オモチャを逸脱したその性能は、来年度より軍学校のシュミレーターに採用されるまでになる。
コックピットの内部も本格的で、360度マルチスクリーン、中央にハンドル、左右に操縦レバー、下には三種類のペダル、左横には二種類のギヤを完備。
だが、全て使うのではなく、プレーヤーが選択した機体に合わせて操縦方法が変わるので、これだけ色々と付いているのだ。
ちなみにこの高校生は滅法変わり者なので、わざわざ設定を変更、全てを使用するゲキムズ変態プレイを楽しんでいる。
もちろん動画サイトにアップして金を稼いでいる常連だ。
今や、朝の国営放送に放送される程、世界中のEゲーム界や大手動画サイトから変態ゲーマーとして注目されてる。
そんなハルトは、BGM流れる巨大な回転募金箱内で、大事な兵糧とも言うべき通帳の残高に、世の中のシステムに恨みを込めながら、籠城しても降伏出来ない武将の心情を味わっていた。
残高 ¥200円
幾ら眼力を飛ばしても、200円が2000円または20000円に変貌する事はなかった。

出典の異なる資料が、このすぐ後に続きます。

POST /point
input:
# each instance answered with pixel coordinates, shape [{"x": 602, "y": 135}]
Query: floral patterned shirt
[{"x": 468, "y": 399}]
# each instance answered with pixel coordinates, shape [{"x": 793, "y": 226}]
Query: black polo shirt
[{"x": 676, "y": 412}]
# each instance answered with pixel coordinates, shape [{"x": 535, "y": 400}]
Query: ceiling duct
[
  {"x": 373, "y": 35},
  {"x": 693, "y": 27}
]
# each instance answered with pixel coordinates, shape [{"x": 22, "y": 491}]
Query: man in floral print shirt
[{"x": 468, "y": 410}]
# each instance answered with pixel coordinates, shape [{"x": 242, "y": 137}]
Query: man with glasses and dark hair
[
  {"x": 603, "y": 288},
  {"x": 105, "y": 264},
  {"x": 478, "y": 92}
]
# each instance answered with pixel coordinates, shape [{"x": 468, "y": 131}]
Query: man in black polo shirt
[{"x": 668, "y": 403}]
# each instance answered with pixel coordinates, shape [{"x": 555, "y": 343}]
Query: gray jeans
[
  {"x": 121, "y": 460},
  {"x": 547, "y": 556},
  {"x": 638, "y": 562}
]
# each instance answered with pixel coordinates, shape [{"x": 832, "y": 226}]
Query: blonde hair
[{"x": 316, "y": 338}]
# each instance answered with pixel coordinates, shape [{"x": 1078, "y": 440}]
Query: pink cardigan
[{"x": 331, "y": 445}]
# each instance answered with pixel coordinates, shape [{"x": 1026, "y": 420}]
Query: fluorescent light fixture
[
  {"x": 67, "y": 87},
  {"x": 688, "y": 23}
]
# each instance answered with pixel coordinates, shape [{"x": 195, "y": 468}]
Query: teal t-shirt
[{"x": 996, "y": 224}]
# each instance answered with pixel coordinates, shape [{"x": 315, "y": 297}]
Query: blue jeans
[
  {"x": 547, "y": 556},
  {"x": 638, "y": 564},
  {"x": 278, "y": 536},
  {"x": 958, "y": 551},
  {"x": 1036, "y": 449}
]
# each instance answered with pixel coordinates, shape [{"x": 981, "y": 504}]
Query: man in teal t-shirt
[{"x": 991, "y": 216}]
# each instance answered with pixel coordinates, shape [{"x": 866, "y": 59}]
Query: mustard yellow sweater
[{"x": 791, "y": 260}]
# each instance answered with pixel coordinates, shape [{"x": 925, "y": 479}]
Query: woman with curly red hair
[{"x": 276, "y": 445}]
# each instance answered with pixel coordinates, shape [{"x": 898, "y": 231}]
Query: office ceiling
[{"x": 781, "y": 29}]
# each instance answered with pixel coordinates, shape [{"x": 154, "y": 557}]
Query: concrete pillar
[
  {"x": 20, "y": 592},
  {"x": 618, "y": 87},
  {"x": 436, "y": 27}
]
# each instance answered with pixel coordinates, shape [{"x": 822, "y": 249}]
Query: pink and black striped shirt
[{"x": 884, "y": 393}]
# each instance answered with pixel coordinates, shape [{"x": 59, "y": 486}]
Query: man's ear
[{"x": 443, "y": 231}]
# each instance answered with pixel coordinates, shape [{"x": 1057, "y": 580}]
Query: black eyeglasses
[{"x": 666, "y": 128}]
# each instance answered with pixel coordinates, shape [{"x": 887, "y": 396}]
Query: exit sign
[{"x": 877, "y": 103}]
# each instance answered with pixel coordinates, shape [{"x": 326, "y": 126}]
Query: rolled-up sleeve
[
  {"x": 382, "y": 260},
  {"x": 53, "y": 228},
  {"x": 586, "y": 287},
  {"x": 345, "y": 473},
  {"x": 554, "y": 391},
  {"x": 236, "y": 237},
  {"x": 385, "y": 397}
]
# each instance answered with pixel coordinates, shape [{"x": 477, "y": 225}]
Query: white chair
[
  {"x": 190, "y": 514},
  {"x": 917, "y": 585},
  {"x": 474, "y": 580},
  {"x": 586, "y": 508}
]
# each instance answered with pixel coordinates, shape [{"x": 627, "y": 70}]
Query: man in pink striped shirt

後悔はしていないが、全ての幸福を吐き出す勢いで大きく嘆息をつく。
手に握っているのはなけなしの500円一枚。
(モヤシがあれば乗りきれる。凄いぞモヤシ!)
ラテン系楽観主義なのかポジティブ。
頭の中で連日カーニバルでも開かれていそうだ。
脳内表計算ソフトには次の援助まで残り5日のスケジュールが既に出来上がっていた。
朝:モヤシサラダと水→昼:クラスメートの食べ残し→夜:モヤシの踊り食いと水。
かなりアバウトである。
これを後5日間続ければ行けると、オカルトではなく、アトランティス大陸が実在したと本気で思ってるぐらい当人は疑ってなかった。
ガスと電気が止められているのでライフラインは水道のみ。
ちなみに唯一の調味料の塩は、夜な夜な枕元に現れる孤独死した前家主のお清め用に当てていた。
しかしながら、人生とは常にシナリオ通りにはいかないもの。
「こ、これは!?」
緊急イベントのテロップがメール音、『親分ていへんでぃ!』と共にスマホに流れる。
このロボゲームのもうひとつの売りが、短時間の限定ミッションだ。
クリアすると超レアパーツをゲットする事が出来る。
……と、おまけに水道停止のお知らせ。
ハルトはこの一回500円の悪魔の中で、頭を抱える、葛藤する、身悶えする、奇声を上げる、店員に怒られる。
されど諦めきれないチャレンジャーは、無謀にも脳内表計算を再び稼働。
朝:公園の水と塩→昼:土下座してクラスメートの食べ残し多め→夜:金縛りで行動不能→エンドレス
(行けるぅぅ!)いけません。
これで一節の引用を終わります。